Virginia is one of 27 states that has what some people call a “right to work” law, which union supporters sometimes call a freeloader law. That’s because it allows people who aren’t members of unions and don’t pay union dues to benefit from higher wages and working conditions negotiated on their behalf by unions.
That’s why Congressman Bobby Scott of Newport News introduced the Protecting the Right to Organize Act, which creates what he calls a “fair-share fee” allowing unions and employers to assess fees supporting the cost of collective bargaining. “The PRO Act provides new tools to protect workers from anti-union intimidation and retaliation," Scott says. "It then introduces meaningful penalties for companies that violate workers’ rights and closes loopholes they use to exploit workers.”
Advocates say the bill would be one of the most dramatic changes to U. S. labor laws since the Great Depression.

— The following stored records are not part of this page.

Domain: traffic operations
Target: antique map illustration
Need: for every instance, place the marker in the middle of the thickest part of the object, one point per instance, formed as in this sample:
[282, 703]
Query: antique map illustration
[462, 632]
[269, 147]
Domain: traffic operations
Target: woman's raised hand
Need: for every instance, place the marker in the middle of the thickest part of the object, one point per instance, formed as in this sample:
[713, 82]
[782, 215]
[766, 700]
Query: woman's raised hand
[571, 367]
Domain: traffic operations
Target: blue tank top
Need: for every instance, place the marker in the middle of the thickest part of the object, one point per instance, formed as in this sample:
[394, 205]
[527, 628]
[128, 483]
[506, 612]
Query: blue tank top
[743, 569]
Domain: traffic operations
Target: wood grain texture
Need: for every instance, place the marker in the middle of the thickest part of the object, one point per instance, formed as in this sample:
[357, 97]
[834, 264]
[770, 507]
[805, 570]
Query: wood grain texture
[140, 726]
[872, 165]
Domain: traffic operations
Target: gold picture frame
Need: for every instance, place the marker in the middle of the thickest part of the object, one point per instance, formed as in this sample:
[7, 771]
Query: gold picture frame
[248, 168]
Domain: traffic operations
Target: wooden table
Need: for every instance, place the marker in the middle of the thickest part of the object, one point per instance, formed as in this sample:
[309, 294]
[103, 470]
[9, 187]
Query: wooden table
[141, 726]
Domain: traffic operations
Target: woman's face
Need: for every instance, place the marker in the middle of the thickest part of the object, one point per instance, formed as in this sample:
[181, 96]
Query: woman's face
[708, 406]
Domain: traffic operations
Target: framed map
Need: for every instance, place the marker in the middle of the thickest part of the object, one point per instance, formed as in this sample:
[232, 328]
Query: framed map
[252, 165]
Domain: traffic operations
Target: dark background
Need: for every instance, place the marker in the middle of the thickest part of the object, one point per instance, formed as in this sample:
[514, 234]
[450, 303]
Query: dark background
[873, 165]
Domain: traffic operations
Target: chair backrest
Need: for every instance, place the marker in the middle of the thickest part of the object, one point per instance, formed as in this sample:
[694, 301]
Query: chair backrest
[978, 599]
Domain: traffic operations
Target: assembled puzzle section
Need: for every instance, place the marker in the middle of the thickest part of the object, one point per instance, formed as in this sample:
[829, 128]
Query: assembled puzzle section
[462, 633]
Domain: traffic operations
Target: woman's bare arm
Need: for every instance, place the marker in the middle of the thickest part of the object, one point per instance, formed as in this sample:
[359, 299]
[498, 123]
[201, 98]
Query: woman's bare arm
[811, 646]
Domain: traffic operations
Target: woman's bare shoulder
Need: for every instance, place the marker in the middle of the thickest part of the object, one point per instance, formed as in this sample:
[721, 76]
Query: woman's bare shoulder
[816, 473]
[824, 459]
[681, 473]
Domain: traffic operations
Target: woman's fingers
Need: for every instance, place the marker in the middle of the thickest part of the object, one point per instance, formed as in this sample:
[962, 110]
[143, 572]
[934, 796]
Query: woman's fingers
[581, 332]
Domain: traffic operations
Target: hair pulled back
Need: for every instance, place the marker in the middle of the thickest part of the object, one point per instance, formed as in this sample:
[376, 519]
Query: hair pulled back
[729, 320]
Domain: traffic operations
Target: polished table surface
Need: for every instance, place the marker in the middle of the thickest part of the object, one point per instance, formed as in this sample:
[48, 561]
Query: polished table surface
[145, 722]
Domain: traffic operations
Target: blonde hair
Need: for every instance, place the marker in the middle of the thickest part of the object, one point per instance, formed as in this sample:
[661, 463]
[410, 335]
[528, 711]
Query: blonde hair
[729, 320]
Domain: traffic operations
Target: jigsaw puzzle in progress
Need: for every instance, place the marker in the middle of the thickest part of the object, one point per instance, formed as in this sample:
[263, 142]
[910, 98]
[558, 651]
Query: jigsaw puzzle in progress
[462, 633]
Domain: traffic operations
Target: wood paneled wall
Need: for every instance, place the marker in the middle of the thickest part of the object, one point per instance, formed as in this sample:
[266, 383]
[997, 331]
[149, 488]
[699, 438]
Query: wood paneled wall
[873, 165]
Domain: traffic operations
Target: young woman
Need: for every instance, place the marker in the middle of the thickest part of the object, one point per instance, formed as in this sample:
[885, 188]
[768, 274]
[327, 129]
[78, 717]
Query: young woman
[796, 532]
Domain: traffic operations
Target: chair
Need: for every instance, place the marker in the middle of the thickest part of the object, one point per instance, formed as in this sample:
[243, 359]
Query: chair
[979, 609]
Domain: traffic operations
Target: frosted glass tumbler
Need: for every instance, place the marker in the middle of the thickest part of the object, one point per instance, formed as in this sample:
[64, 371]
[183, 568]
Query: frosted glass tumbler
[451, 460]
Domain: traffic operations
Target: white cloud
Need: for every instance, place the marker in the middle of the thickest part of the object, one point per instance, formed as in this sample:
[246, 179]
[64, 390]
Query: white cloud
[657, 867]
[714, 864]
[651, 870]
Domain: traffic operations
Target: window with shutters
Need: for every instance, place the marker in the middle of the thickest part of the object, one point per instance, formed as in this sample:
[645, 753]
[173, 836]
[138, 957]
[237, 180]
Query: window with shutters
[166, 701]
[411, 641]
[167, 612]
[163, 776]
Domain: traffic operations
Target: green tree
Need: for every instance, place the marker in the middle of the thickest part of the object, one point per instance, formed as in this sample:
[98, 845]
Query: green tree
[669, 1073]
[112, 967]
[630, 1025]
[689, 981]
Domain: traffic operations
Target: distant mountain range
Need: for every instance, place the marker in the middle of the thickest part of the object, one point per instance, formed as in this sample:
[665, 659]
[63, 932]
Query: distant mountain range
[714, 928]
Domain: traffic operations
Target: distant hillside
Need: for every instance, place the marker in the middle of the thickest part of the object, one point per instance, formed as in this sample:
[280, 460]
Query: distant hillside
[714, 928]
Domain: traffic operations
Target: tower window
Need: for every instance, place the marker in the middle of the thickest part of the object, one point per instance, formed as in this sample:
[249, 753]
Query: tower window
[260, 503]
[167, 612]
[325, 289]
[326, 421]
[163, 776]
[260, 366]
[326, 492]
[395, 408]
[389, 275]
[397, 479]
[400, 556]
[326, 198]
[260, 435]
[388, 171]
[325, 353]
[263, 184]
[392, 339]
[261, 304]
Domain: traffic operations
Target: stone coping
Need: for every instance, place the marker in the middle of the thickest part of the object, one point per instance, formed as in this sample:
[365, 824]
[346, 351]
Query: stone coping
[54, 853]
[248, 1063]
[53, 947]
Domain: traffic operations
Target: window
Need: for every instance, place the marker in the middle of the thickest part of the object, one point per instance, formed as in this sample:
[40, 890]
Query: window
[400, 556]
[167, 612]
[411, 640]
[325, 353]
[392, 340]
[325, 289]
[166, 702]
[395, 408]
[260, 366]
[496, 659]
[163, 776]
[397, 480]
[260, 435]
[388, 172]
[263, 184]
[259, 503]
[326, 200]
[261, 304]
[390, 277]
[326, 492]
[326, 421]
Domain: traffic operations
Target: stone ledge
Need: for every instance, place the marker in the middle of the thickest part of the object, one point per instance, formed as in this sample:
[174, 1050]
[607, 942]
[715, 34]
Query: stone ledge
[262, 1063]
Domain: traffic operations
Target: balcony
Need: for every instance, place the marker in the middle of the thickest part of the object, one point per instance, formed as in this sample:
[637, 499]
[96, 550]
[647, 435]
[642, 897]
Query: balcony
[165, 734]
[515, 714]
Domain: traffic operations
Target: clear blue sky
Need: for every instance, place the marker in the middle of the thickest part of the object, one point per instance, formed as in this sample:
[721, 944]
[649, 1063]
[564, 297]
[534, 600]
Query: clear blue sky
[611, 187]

Republican Congressman Bob Good of Lynchburg says unions make American companies less efficient and less profitable. “Unions protect the unproductive worker, diminish the incentive to stand out and be exceptional. They treat everyone the same based on seniority," Good argues. "They encourage an entitlement mentality, and they foster an attitude of resentment against management.”
The House has approved the bill Tuesday night. Just five Republicans voted in favor of it.
And it faces an even more difficult time in the Senate. A handful of Senate Democrats have yet to sign on as co-sponsors, and even if the bill had the support of all Senate Democrats it would need either 10 Senate Republicans or the elimination of the legislative filibuster.